Emergent Mind

On the hardness of knowing busy beaver values BB(15) and BB(5,4)

(2107.12475)
Published Jul 26, 2021 in cs.LO , cs.DM , and math.LO

Abstract

The busy beaver value BB($n$) is the maximum number of steps made by any $n$-state, 2-symbol deterministic halting Turing machine starting on blank tape, and BB($n,k$) denotes its $k$-symbol generalisation to $k\geq 2$. The busy beaver function $n \mapsto \text{BB}(n)$ is uncomputable and its values have been linked to hard open problems in mathematics and notions of unprovability.
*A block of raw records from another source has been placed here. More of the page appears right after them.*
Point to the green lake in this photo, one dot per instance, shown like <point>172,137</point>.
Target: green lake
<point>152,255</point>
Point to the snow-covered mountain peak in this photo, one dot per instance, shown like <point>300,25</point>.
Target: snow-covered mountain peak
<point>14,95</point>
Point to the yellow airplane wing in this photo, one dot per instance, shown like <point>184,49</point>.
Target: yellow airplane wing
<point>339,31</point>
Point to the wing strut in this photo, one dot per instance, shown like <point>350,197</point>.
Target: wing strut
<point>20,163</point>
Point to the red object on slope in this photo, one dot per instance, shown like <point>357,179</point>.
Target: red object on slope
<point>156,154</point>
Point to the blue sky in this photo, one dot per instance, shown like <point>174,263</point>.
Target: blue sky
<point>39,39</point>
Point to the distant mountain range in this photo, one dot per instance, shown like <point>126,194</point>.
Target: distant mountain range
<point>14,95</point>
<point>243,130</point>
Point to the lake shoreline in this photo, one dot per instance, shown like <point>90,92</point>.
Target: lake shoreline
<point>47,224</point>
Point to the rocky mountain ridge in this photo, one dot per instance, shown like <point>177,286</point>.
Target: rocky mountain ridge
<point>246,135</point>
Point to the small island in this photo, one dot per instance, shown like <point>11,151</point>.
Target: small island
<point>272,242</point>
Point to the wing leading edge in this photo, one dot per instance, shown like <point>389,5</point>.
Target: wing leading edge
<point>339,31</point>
In this paper, we show that there are two explicit Turing machines, one with 15 states and 2 symbols, the other with 5 states and 4 symbols, that halt if and only if the following Collatz-related conjecture by Erd\H{o}s [1979] does not hold does not hold: for all $n>8$ there is at least one digit 2 in the base 3 representation of $2n$. This result implies that knowing the values of BB(15) or BB(5,4) is at least as hard as solving Erd\H{o}s' conjecture and makes, to date, BB(15) the smallest busy beaver value that is related to a natural open problem in mathematics. For comparison, Yedidia and Aaronson [2016] show that knowing BB(4,888) and BB(5,372) are as hard as solving Goldbach's conjecture and the Riemann hypothesis, respectively (later informally improved to BB(27) and BB(744)). Finally, our result puts a finite, albeit large, bound on Erd\H{o}s' conjecture, by making it equivalent to the following finite statement: for all $8 < n \leq \min(\text{BB}(15), \text{BB}(5,4))$ there is at least one digit 2 in the base 3 representation of $2n$.